You’ll probably find that not all blood test requests are the same. An emergency sample because the patient is in the operating theatre and, while running the pre-op checklist, the surgeon suddenly has a massive doubt, is not the same issue as a patience being monitored during the recovery phase. The first step is understanding customer usage and customer requirements, and stop trying to fit it all within the machine’s constraints.
Secondly, and this is not going to go down well if the machine costs a lot to purchase and maintain, you’re going to have to set up parallel operations to actually perform to contract. Usually this means handmade analysis of urgent requests. This might seem costly, but is necessary not just to fix your problem but to understand it better.
Looking at performance will lead-you to distinguish cases and progressively to learn how to better balance machine use and human use. As you take away all the extreme cases from the machine’s workload, you will also be able to narrow down the machine issues to fewer, more machine specific problems, which can now be focused on and resolved.
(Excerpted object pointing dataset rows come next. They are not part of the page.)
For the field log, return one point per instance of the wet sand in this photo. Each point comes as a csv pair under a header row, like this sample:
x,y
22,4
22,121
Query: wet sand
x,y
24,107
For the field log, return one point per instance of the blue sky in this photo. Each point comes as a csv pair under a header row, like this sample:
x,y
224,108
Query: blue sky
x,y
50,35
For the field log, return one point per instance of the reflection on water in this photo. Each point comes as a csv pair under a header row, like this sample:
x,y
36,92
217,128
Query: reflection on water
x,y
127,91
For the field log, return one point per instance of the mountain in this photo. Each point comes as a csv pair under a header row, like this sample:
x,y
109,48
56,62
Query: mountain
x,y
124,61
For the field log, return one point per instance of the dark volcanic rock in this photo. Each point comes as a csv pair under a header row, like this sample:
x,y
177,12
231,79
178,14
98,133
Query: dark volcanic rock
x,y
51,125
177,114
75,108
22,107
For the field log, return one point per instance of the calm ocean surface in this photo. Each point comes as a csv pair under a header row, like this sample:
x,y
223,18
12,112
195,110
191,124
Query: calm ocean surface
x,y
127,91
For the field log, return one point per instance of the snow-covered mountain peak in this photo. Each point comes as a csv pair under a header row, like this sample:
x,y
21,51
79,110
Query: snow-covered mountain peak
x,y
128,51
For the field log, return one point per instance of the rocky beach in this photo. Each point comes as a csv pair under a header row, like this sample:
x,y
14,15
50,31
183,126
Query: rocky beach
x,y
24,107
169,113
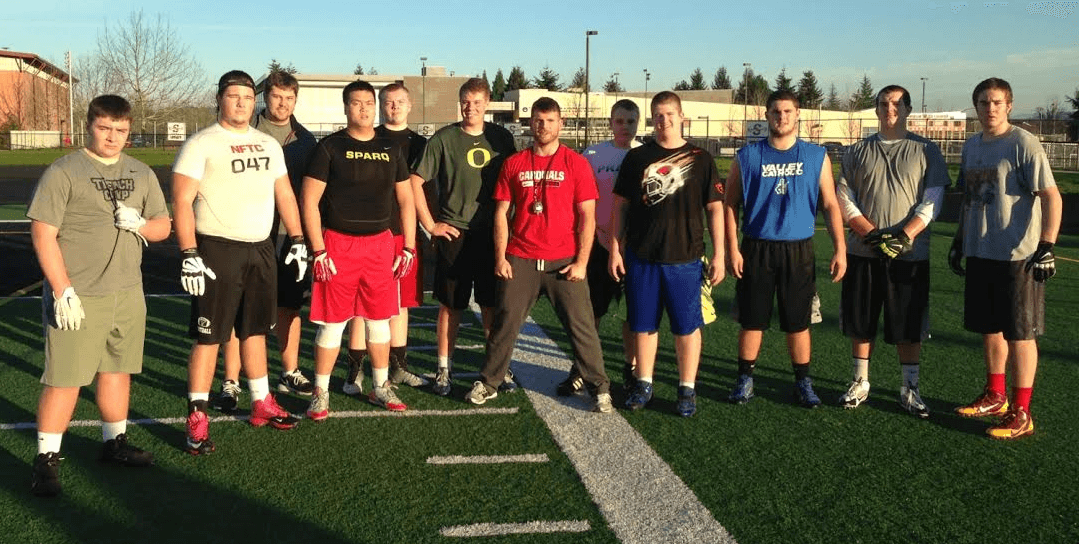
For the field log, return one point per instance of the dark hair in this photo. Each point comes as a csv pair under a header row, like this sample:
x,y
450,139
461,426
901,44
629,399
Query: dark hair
x,y
352,87
282,80
781,95
892,89
989,84
108,106
233,78
474,85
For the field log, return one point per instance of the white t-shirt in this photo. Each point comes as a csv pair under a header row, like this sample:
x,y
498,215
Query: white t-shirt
x,y
236,173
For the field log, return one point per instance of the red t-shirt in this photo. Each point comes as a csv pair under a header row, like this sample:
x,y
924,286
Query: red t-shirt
x,y
560,181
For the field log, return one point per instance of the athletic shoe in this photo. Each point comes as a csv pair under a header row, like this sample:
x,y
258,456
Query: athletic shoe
x,y
385,397
911,400
603,404
987,404
857,393
686,402
640,396
401,375
441,385
571,385
45,479
1015,424
803,391
269,411
742,391
119,451
295,382
319,407
480,394
227,399
197,442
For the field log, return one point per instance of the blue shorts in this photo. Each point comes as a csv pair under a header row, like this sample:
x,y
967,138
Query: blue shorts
x,y
652,287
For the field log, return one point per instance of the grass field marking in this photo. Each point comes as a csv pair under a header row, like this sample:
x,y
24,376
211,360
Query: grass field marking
x,y
347,413
526,458
529,528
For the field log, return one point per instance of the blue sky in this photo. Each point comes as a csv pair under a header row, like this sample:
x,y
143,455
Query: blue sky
x,y
1035,45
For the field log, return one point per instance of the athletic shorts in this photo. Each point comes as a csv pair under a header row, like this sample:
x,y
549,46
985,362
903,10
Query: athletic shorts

To answer your question directly, first specify your performance contracts with your customers in order to understand better their real demands. One usually finds that an “average” performance measure does nothing for customers as they have different expectations in different cases, which is precisely what we need to understand. Second, forget the cost fixation for a second and put in the local means necessary to fulfill customer contracts. Third, optimize the overall resource to reduce the need for the extra costs, by focusing on the real problems, which you have now broken down in manageable chunks. I realize my answer might not help your right there and then, because once the investment has been paid for in full, most deciders are busy justifying the investment rather than solving the problem. But having misplaced my magic wand, I don’t know how else to go about it. Good luck!